I'm sure Apple would love that too. More seriously, would that also mean all editing tools would need to re-sign a photo that was previously signed by the original sensor. How do we distinguish an edit that's misleading vs just changing levels? It's an interesting area for sure, but this inverse approach seems much trickier.

  • CAI’s Content Credential standard accommodates what you suggest, as far as re-signing/provenance, with a chain kind of approach. It supports embedding “ingredient thumbnails” in an image’s manifest, and/or the image’s manifest can embed or link back to source images that are in turn also signed [2].

    It feels like the approach assumes a media environment where a professional wants to provably “show their work,” where authenticity adds value to a skeptical audience.

    In that spirit, then, I understand CAI’s intention [0] to be to vest that judgment with the creator, and ultimately the viewer: if my purpose is to prove myself, I’d want to show enough links in the chain that the viewer checking my work can say “oh I see how A relates to B, to C,” and so on. If I don’t want to prove myself, well… then I won’t.

    I don’t know Adobe’s implementation well enough to know how often they save a CC manifest, and their beta is vague in just referring to “editing history.” [1] I get the impression that they’re still dialing in the right level of detail to capture by default. Maybe even just “came from Firefly” and “Photoshop wuz here.”

    But if I want to prove this Nikon Z9 recorded these pixels at this time and place, or “I am the BBC and yes I published this,” or “only the flying monkey was GenAI, the rest was real” I could conceivably put together a toolchain (independently of Adobe) to prove it in more detail.

    [0] https://spec.c2pa.org/specifications/specifications/2.2/spec...

    [1] https://opensource.contentauthenticity.org/docs/manifest/und...

    [2] https://opensource.contentauthenticity.org/docs/c2patool/doc...

  • You'd have to provide both images, and let the end user determine whether they think it's misleading.

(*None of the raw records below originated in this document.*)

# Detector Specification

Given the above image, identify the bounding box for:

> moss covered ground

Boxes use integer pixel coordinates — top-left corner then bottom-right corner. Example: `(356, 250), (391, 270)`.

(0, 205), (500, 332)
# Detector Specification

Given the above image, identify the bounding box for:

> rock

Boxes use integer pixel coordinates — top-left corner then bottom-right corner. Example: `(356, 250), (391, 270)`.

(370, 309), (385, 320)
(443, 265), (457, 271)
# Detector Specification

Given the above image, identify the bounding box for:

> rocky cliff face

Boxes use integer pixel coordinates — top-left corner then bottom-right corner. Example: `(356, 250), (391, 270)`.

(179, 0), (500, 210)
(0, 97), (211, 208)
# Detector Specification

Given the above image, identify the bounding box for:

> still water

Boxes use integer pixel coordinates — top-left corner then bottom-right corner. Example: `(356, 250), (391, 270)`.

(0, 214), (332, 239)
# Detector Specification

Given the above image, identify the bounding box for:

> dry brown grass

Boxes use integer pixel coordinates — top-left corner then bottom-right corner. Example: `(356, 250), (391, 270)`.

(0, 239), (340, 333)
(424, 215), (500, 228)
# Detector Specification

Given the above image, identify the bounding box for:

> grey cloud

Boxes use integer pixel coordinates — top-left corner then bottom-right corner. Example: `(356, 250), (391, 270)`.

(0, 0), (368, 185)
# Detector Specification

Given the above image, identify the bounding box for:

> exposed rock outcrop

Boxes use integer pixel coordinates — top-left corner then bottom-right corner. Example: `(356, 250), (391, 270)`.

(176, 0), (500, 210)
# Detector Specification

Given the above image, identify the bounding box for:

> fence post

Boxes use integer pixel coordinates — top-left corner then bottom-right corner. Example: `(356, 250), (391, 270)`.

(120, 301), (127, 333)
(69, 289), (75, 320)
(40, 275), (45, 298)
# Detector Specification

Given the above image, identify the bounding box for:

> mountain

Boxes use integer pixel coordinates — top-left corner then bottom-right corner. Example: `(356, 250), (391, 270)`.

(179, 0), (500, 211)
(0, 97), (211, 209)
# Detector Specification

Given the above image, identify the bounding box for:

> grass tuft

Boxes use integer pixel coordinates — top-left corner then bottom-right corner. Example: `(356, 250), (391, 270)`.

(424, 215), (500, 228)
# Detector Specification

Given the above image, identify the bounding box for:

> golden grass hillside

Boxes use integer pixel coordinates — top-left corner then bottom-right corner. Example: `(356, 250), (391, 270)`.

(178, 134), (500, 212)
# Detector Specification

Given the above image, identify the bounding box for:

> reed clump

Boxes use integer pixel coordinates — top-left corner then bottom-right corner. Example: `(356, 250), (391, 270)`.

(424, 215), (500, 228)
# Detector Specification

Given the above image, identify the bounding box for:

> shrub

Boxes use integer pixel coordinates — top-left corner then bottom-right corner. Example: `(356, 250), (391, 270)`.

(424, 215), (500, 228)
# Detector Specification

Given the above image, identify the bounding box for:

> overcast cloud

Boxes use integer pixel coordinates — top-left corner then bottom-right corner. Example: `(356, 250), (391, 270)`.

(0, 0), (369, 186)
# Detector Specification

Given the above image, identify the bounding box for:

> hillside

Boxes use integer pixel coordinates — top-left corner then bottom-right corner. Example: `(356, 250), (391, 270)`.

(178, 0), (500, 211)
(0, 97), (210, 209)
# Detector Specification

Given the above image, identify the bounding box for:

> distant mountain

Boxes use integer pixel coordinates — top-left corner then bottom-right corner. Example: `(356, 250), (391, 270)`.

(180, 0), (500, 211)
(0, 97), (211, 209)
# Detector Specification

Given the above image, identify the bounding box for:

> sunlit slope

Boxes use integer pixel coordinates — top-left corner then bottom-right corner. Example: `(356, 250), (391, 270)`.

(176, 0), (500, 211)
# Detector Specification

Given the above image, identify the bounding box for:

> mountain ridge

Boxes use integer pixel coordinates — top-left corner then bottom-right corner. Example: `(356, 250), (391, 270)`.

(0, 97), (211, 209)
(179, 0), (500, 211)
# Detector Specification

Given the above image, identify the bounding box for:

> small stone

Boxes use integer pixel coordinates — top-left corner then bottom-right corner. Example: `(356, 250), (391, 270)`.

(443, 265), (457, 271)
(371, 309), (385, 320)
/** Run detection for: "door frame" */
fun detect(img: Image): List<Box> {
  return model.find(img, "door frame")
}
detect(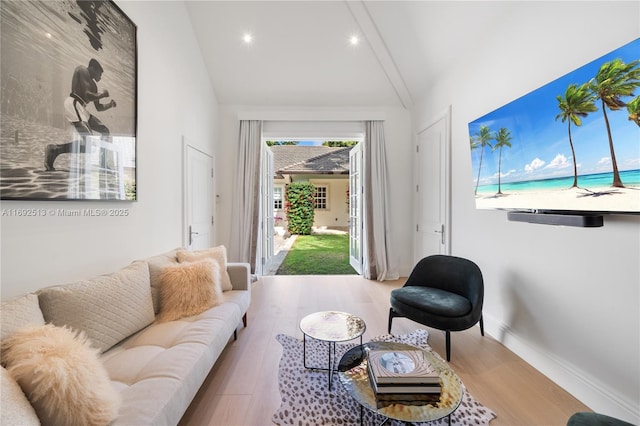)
[413,105,452,260]
[182,136,216,248]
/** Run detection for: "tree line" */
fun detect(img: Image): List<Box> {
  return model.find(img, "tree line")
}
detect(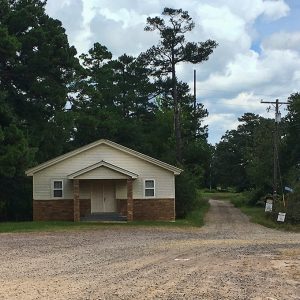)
[0,0,300,220]
[0,0,217,220]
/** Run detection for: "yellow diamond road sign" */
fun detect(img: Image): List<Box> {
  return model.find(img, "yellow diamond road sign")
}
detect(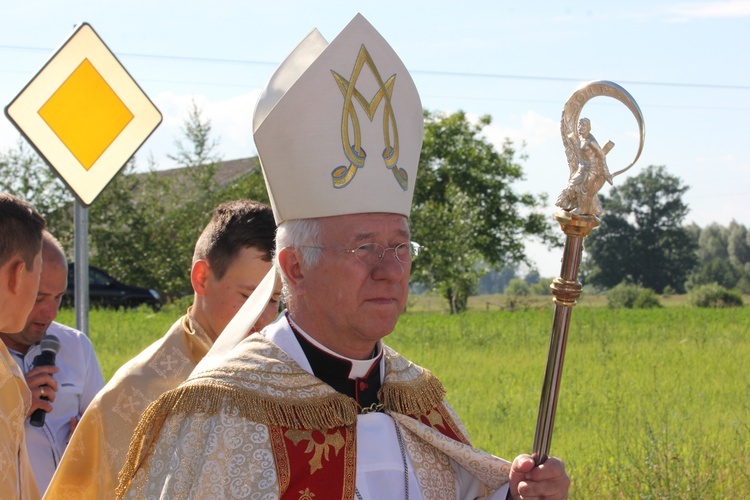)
[5,23,162,206]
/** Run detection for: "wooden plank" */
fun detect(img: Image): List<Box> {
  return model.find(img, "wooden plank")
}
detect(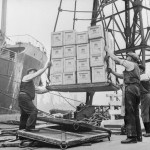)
[37,117,111,135]
[18,128,110,148]
[47,82,119,92]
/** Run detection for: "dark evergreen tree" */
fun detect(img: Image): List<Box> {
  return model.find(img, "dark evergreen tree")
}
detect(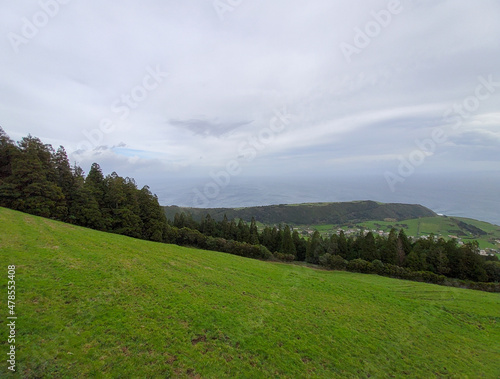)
[281,225,297,257]
[250,217,259,245]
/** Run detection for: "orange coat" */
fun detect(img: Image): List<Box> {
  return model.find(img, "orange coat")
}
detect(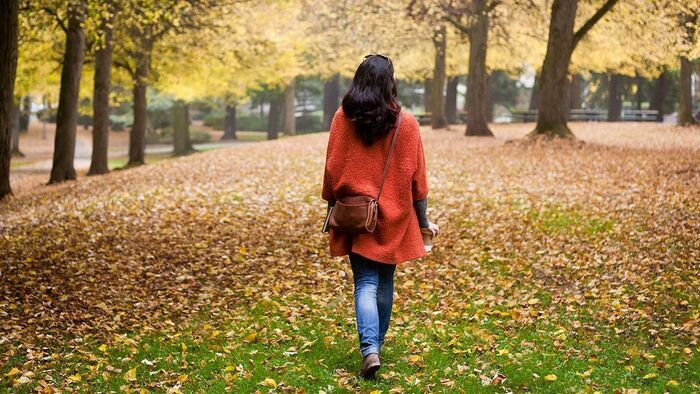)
[322,107,428,264]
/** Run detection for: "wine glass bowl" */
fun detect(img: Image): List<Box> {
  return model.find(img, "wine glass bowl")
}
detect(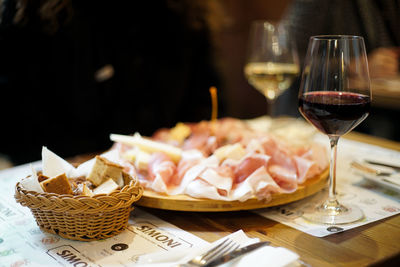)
[299,35,371,224]
[244,21,299,116]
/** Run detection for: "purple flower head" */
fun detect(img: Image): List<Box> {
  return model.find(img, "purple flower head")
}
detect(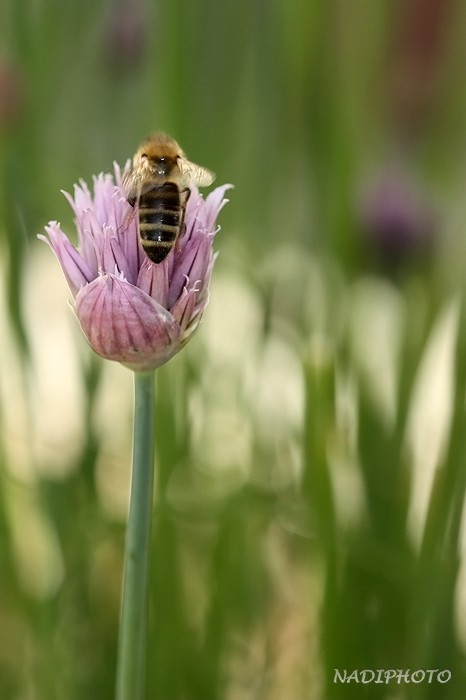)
[39,165,231,372]
[360,169,436,267]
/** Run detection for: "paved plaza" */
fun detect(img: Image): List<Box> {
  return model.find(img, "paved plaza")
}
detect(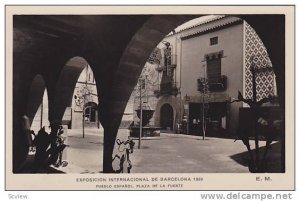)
[59,129,280,173]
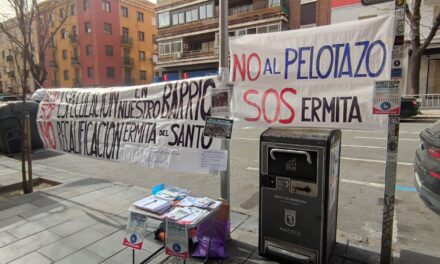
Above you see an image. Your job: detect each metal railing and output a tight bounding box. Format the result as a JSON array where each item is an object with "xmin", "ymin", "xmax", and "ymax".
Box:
[{"xmin": 402, "ymin": 94, "xmax": 440, "ymax": 109}]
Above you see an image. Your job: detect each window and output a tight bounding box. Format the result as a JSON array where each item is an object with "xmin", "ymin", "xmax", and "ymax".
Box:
[
  {"xmin": 159, "ymin": 41, "xmax": 182, "ymax": 55},
  {"xmin": 106, "ymin": 67, "xmax": 115, "ymax": 78},
  {"xmin": 104, "ymin": 23, "xmax": 112, "ymax": 35},
  {"xmin": 300, "ymin": 0, "xmax": 316, "ymax": 26},
  {"xmin": 84, "ymin": 22, "xmax": 92, "ymax": 33},
  {"xmin": 102, "ymin": 0, "xmax": 112, "ymax": 13},
  {"xmin": 60, "ymin": 8, "xmax": 66, "ymax": 21},
  {"xmin": 86, "ymin": 45, "xmax": 92, "ymax": 56},
  {"xmin": 139, "ymin": 71, "xmax": 147, "ymax": 81},
  {"xmin": 83, "ymin": 0, "xmax": 90, "ymax": 11},
  {"xmin": 121, "ymin": 6, "xmax": 128, "ymax": 17},
  {"xmin": 105, "ymin": 45, "xmax": 113, "ymax": 56},
  {"xmin": 157, "ymin": 12, "xmax": 170, "ymax": 28},
  {"xmin": 87, "ymin": 67, "xmax": 93, "ymax": 78},
  {"xmin": 139, "ymin": 51, "xmax": 145, "ymax": 61},
  {"xmin": 269, "ymin": 0, "xmax": 281, "ymax": 6},
  {"xmin": 138, "ymin": 31, "xmax": 145, "ymax": 41},
  {"xmin": 137, "ymin": 11, "xmax": 144, "ymax": 22}
]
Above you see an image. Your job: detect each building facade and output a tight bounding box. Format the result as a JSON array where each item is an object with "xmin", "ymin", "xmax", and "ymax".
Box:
[
  {"xmin": 155, "ymin": 0, "xmax": 331, "ymax": 81},
  {"xmin": 331, "ymin": 0, "xmax": 440, "ymax": 95},
  {"xmin": 44, "ymin": 0, "xmax": 156, "ymax": 87},
  {"xmin": 0, "ymin": 19, "xmax": 38, "ymax": 95}
]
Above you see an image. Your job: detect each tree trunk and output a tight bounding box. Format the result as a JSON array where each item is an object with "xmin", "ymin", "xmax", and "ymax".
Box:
[{"xmin": 408, "ymin": 52, "xmax": 422, "ymax": 94}]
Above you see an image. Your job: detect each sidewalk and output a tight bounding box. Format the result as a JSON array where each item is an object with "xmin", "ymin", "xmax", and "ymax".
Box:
[{"xmin": 0, "ymin": 156, "xmax": 420, "ymax": 264}]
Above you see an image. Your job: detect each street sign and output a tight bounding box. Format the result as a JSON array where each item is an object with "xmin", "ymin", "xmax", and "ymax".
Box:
[
  {"xmin": 373, "ymin": 80, "xmax": 400, "ymax": 115},
  {"xmin": 361, "ymin": 0, "xmax": 393, "ymax": 5}
]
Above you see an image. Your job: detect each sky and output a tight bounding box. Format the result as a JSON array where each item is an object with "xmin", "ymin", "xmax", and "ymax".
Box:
[{"xmin": 0, "ymin": 0, "xmax": 156, "ymax": 21}]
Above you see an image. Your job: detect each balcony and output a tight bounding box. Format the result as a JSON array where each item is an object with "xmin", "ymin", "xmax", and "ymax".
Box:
[
  {"xmin": 70, "ymin": 57, "xmax": 81, "ymax": 67},
  {"xmin": 70, "ymin": 35, "xmax": 79, "ymax": 46},
  {"xmin": 124, "ymin": 78, "xmax": 134, "ymax": 85},
  {"xmin": 49, "ymin": 61, "xmax": 58, "ymax": 69},
  {"xmin": 121, "ymin": 35, "xmax": 133, "ymax": 47},
  {"xmin": 72, "ymin": 78, "xmax": 81, "ymax": 87},
  {"xmin": 157, "ymin": 1, "xmax": 289, "ymax": 41},
  {"xmin": 157, "ymin": 48, "xmax": 219, "ymax": 67},
  {"xmin": 122, "ymin": 57, "xmax": 133, "ymax": 67}
]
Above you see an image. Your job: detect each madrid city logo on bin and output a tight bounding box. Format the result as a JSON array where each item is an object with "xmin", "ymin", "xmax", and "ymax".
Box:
[
  {"xmin": 284, "ymin": 209, "xmax": 296, "ymax": 227},
  {"xmin": 286, "ymin": 159, "xmax": 296, "ymax": 171}
]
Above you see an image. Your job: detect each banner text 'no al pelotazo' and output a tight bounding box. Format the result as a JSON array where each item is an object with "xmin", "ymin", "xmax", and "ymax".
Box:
[
  {"xmin": 37, "ymin": 76, "xmax": 227, "ymax": 173},
  {"xmin": 229, "ymin": 16, "xmax": 394, "ymax": 129}
]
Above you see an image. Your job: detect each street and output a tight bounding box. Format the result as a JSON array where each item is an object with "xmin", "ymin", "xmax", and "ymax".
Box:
[{"xmin": 10, "ymin": 120, "xmax": 440, "ymax": 257}]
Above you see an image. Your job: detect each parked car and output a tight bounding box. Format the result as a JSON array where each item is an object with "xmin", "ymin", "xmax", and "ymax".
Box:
[
  {"xmin": 400, "ymin": 97, "xmax": 419, "ymax": 118},
  {"xmin": 414, "ymin": 121, "xmax": 440, "ymax": 214},
  {"xmin": 0, "ymin": 93, "xmax": 19, "ymax": 102}
]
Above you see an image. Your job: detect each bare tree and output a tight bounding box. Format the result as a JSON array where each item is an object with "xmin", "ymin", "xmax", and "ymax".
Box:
[
  {"xmin": 0, "ymin": 0, "xmax": 69, "ymax": 91},
  {"xmin": 0, "ymin": 0, "xmax": 68, "ymax": 193},
  {"xmin": 405, "ymin": 0, "xmax": 440, "ymax": 94}
]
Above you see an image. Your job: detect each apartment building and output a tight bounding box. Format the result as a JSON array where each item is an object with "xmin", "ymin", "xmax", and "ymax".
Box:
[
  {"xmin": 331, "ymin": 0, "xmax": 440, "ymax": 95},
  {"xmin": 155, "ymin": 0, "xmax": 331, "ymax": 81},
  {"xmin": 0, "ymin": 19, "xmax": 38, "ymax": 95},
  {"xmin": 44, "ymin": 0, "xmax": 156, "ymax": 87}
]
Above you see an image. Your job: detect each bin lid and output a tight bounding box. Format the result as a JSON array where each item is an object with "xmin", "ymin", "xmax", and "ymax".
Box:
[{"xmin": 260, "ymin": 127, "xmax": 341, "ymax": 144}]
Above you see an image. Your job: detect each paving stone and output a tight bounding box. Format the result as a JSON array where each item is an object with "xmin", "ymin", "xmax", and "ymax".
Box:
[
  {"xmin": 231, "ymin": 211, "xmax": 249, "ymax": 230},
  {"xmin": 0, "ymin": 232, "xmax": 17, "ymax": 248},
  {"xmin": 0, "ymin": 230, "xmax": 61, "ymax": 264},
  {"xmin": 49, "ymin": 215, "xmax": 97, "ymax": 237},
  {"xmin": 0, "ymin": 216, "xmax": 29, "ymax": 232},
  {"xmin": 55, "ymin": 249, "xmax": 104, "ymax": 264},
  {"xmin": 238, "ymin": 217, "xmax": 259, "ymax": 233},
  {"xmin": 87, "ymin": 230, "xmax": 125, "ymax": 259},
  {"xmin": 9, "ymin": 252, "xmax": 53, "ymax": 264},
  {"xmin": 0, "ymin": 203, "xmax": 38, "ymax": 220},
  {"xmin": 38, "ymin": 228, "xmax": 105, "ymax": 261},
  {"xmin": 102, "ymin": 248, "xmax": 156, "ymax": 264}
]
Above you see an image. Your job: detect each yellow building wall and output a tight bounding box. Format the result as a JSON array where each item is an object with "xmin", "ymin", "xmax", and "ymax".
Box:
[
  {"xmin": 119, "ymin": 0, "xmax": 157, "ymax": 84},
  {"xmin": 53, "ymin": 0, "xmax": 81, "ymax": 88}
]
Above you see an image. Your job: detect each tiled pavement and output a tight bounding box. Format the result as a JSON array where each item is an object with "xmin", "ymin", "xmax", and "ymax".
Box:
[{"xmin": 0, "ymin": 156, "xmax": 392, "ymax": 264}]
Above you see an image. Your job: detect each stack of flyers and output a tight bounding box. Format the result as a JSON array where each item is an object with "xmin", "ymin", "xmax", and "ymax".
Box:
[
  {"xmin": 162, "ymin": 207, "xmax": 192, "ymax": 221},
  {"xmin": 156, "ymin": 186, "xmax": 190, "ymax": 201},
  {"xmin": 133, "ymin": 195, "xmax": 173, "ymax": 214}
]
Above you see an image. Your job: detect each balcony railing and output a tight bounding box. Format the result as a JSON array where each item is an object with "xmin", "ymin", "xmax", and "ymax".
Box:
[
  {"xmin": 71, "ymin": 57, "xmax": 80, "ymax": 67},
  {"xmin": 124, "ymin": 78, "xmax": 134, "ymax": 85},
  {"xmin": 121, "ymin": 35, "xmax": 133, "ymax": 46},
  {"xmin": 73, "ymin": 78, "xmax": 81, "ymax": 87},
  {"xmin": 51, "ymin": 80, "xmax": 60, "ymax": 87},
  {"xmin": 49, "ymin": 61, "xmax": 58, "ymax": 68},
  {"xmin": 70, "ymin": 35, "xmax": 79, "ymax": 45},
  {"xmin": 122, "ymin": 57, "xmax": 133, "ymax": 67},
  {"xmin": 158, "ymin": 48, "xmax": 218, "ymax": 64}
]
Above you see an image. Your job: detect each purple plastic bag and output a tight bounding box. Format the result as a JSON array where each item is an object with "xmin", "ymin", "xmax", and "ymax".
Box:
[{"xmin": 192, "ymin": 218, "xmax": 231, "ymax": 258}]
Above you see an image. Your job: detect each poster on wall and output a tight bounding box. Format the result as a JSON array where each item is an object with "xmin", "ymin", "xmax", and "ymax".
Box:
[
  {"xmin": 37, "ymin": 76, "xmax": 227, "ymax": 173},
  {"xmin": 229, "ymin": 16, "xmax": 394, "ymax": 129}
]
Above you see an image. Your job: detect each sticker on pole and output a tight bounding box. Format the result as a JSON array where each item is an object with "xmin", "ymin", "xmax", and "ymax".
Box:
[
  {"xmin": 373, "ymin": 80, "xmax": 400, "ymax": 115},
  {"xmin": 165, "ymin": 221, "xmax": 189, "ymax": 259},
  {"xmin": 122, "ymin": 211, "xmax": 147, "ymax": 250}
]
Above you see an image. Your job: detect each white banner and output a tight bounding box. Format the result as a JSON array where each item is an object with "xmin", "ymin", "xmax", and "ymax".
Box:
[
  {"xmin": 37, "ymin": 76, "xmax": 227, "ymax": 173},
  {"xmin": 229, "ymin": 16, "xmax": 394, "ymax": 129}
]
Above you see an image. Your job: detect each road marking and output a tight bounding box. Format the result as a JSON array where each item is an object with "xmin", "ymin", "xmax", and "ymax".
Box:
[
  {"xmin": 354, "ymin": 137, "xmax": 420, "ymax": 141},
  {"xmin": 341, "ymin": 157, "xmax": 413, "ymax": 166},
  {"xmin": 341, "ymin": 179, "xmax": 417, "ymax": 192},
  {"xmin": 341, "ymin": 144, "xmax": 387, "ymax": 149}
]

Some cameras support this, but usually only for raw.

Note that your cell phone camera is using gen AI techniques to counteract sensor noise.

Was that famous person in the background really there, or a hallucination filling in static?

Who knows at this point? So, the signatures you proposed need to have some nuance around what they’re asserting.

  • To be fair, I think just signing details about the way an image was assembled makes sense. Deciding on fake vs real doesn't have to be done at time of capture. We store things like the aperture size, sensitivity, camera name/model, etc in the EXIF data, including details about the image processing pipeline seems like a logical step. (With a signature verification scheme... and I guess also trying to embed that in the actual bitmap data)

    There is no original image to recover, since we can't capture and describe every photon, so it's not a "fake vs real" image signature... that would be a UI choice the image viewer client would make based on the pipeline data in the image.

Years ago, I worked at Apple at the same time as Ian Goodfellow. This was before ChatGPT (I'd say around 2019).

I had the chance to chat with him, and what I remember most was his concern that GANs would eventually be able to generate images indistinguishable from reality, and that this would create a misinformation problem. He argued for exactly what you’re mentioning: chips that embed cryptographic proof that a photo was captured by a camera and haven't been modified.